2.3.2 Impacts sur la qualité de l'eau et sur la faune et la flore
Les gravières ont aussi des conséquences sur la qualité des eaux et notamment sur la composition chimique de celles-ci. En effet, l'eau des gravières en étant en contact avec l'air voit apparaître une modification de la pression partielle de
CO2. Ce phénomène entraîne une baisse des teneurs en HCO3- et en Ca2+, ainsi que de la conductivité. La minéralisation globale de l'eau diminue donc. Par exemple, dans la gravière des
Chambons à Balbigny selon les mesures de la SOGREHA, la teneur en oxygène est de 17,3 mg/l, ce qui montre une sursaturation en celui-ci. De plus les teneurs en ammoniaques et en phosphates sont très élevées : respectivement 0,19 et 0,30 mg/l. Il y a aussi beaucoup de matières en suspension. Elles sont
plus de deux fois plus importantes que celles mesurées dans la Loire toute proche. Il y a donc un milieu particulier qui
verra se développer des espèces différentes de celles de la Loire. Ce sera plutôt des espèces dont les tolérances écologiques sont plus grandes (poissons chats…).

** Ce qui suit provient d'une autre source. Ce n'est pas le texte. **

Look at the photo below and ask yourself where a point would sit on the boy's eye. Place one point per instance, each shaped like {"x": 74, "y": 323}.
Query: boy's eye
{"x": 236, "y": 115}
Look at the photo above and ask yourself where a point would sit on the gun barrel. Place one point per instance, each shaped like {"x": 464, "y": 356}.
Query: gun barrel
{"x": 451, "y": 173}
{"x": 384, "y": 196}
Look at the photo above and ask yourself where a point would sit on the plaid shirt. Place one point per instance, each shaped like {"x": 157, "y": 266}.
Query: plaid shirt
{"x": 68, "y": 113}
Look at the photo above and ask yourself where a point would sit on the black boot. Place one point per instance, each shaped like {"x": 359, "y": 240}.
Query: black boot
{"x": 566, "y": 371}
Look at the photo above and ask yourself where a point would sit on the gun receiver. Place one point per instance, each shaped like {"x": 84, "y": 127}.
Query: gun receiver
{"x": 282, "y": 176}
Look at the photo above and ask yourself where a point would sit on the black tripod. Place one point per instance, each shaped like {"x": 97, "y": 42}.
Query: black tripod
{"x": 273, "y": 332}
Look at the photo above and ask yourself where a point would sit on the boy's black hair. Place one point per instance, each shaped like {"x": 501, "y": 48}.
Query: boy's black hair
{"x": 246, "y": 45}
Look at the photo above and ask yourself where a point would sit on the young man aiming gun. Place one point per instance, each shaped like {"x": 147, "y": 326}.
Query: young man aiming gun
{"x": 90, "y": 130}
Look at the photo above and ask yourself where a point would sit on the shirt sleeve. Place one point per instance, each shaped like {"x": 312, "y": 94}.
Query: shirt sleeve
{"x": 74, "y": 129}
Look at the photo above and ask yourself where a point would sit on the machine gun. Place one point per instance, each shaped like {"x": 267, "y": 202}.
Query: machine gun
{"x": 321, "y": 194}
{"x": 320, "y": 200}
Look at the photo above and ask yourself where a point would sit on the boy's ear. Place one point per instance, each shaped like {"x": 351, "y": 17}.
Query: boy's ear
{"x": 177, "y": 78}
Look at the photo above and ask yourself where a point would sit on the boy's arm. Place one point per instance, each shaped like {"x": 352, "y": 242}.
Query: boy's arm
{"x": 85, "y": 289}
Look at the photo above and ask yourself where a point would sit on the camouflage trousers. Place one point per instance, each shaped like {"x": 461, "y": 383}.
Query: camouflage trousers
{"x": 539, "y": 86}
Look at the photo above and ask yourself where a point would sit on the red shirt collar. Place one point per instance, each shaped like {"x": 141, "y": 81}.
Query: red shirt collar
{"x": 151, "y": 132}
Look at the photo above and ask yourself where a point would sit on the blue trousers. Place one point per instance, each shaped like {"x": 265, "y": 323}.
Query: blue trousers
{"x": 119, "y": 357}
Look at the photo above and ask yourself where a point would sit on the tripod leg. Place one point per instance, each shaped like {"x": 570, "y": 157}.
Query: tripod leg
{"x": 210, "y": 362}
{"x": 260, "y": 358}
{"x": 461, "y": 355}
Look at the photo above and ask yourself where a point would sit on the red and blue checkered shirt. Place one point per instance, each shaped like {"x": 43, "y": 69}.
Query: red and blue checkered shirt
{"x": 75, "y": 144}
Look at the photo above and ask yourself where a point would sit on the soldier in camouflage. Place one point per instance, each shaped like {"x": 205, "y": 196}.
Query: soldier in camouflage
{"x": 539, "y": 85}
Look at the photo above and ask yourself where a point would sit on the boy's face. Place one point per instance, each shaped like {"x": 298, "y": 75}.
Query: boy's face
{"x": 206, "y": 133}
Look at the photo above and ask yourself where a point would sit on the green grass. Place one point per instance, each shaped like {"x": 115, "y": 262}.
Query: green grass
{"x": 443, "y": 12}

Par ailleurs les teneurs en matières en suspension augmentent du fait de l'extraction qui remet en suspension les fines (particules de diamètre inférieur à 0,2 mm) présentes dans le gisement. Mais aussi du fait de celles qui proviennent des apports
par les eaux de ruissellement. De plus le rejet des eaux de lavage et de triage sans passer par une fosse de décantation comme cela devrait toujours se faire actuellement (cela peut
encore exister si les bassins sont trop petits ou s'ils sont mal curés), a pendant longtemps fait augmenter la teneur en matières en suspension dans la Loire (100 à 200 fois supérieure à la normale). C'est la même chose avec l'extraction dans le lit mineur qui ne se fait plus depuis 20 ans.
Cela a créé des disfonctionnements passagers et locaux notamment sur la faune, et surtout sur les poissons. Les branchies de ceux-ci peuvent être abîmées par la présence en trop grande quantité de ces particules fines (lacération
de celle-ci, particules qui restent bloquées dans les branchies et qui ne permettent plus une bonne oxygénation du poisson). La remise en suspension de matière provoquée par l'extraction des
granulats entraîne un déplacement des particules le long du cours d'eau. Ces particules vont se déposer sur le fond à une distance plus ou moins importante du point où on les a arrachées, provoquant un recouvrement du fond et plus précisément du pavage du fond du lit (figure 20). Celui-ci va également provoquer le recouvrement des frayères potentielles des poissons qui sont aussi des lieux de refuge. Si le colmatage est très
important il peut entraîner la mort des invertébrés résident sur le fond. Il y a aussi des conséquences sur la photosynthèse car l'eau devient plus sombre et ralentit celle-ci.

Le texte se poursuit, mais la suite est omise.